The mountains reached high into the night sky, but the stars glimmered higher still. Miryo lay on her back against the slanted roof of the students’ hall and studied them, trying to lose herself in peaceful stargazing.
Her thoughts, however, would not leave her alone.
Her eyes scanned restlessly, picking out one constellation after another, identifying each, reviewing their cycles in the sky. It didn’t help to look elsewhere. Turning her attention downward only showed her the nearby buildings of Starfall’s major settlement: the students’ hall beneath her; the architectural logjam of the ancient main building; the New House, where she would hopefully be living before much longer. All reminders of what was coming. There was no surcease to be found in looking downward.
All the same, though, it was better out here than in her room.

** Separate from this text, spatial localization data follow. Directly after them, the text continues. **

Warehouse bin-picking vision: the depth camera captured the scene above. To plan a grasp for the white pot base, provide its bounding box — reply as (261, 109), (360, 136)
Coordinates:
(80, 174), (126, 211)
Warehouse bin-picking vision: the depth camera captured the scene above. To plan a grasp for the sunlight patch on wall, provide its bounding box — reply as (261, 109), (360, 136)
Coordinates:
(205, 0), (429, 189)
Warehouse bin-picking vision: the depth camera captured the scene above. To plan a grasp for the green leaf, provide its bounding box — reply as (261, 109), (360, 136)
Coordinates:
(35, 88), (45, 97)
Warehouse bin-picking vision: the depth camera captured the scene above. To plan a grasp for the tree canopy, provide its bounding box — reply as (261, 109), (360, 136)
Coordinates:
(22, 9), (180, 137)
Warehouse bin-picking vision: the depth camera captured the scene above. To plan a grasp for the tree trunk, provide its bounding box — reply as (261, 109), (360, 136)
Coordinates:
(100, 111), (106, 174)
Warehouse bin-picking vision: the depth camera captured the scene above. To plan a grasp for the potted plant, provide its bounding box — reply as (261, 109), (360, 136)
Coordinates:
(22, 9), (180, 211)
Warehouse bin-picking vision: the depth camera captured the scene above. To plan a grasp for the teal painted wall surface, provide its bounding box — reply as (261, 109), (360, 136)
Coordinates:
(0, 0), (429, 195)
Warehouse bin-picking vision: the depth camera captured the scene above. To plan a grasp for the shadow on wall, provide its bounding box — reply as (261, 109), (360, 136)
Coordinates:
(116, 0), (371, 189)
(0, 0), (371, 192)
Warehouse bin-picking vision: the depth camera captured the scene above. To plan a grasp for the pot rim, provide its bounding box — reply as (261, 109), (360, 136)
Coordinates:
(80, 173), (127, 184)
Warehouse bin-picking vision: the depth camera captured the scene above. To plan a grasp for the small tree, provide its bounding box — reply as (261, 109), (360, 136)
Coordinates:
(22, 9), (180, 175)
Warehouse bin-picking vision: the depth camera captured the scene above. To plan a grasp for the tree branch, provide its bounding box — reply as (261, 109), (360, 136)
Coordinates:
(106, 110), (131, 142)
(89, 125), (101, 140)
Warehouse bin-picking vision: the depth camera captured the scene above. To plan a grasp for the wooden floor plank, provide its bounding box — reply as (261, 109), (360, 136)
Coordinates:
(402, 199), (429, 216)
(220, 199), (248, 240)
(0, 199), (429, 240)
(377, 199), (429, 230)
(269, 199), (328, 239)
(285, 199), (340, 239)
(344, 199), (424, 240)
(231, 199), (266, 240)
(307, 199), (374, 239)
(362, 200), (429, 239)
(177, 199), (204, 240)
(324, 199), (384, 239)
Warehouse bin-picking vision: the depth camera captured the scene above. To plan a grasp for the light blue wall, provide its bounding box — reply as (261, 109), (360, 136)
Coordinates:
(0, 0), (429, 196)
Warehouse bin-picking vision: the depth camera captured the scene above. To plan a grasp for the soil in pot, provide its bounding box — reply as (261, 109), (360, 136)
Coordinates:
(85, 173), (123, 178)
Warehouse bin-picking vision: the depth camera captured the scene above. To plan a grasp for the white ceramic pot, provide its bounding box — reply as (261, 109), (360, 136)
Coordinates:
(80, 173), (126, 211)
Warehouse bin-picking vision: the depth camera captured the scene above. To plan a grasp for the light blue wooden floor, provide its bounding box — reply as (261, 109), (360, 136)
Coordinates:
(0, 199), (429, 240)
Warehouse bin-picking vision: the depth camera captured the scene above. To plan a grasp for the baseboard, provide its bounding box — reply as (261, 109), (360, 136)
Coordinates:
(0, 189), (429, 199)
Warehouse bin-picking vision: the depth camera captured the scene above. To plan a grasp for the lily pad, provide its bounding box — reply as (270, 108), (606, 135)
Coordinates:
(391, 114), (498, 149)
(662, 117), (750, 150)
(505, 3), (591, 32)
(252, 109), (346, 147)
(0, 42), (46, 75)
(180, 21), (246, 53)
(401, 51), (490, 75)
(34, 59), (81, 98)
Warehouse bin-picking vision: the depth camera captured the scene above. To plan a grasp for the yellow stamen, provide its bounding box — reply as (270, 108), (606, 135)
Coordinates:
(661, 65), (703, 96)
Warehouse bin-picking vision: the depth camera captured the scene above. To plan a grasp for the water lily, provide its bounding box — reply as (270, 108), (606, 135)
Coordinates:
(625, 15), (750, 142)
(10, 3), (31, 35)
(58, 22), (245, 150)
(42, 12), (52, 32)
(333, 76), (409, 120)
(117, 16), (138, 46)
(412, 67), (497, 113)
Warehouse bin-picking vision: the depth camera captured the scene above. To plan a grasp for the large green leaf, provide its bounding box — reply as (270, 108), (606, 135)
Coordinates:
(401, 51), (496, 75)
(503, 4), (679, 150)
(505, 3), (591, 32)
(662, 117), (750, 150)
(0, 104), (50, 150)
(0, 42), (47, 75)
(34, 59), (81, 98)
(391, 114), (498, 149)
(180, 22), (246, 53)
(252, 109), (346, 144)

Were she there, her bookshelves and desk would beckon her with reminders of all the things she still had to study, all the things she still didn’t know.
Out here, where the night breeze could refresh her, she could at least try to empty her mind, to find peace and forgetfulness.
She could try to ignore what was coming.
The wind blew more strongly, making her shiver.
Miryo tucked back strands of hair that had been teased loose from their braid and then wrapped her arms around her body. She should have brought a cloak, or at least worn warmer clothing. It might be the middle of summer, but here on the slopes of the mountains, the breeze could still be chill.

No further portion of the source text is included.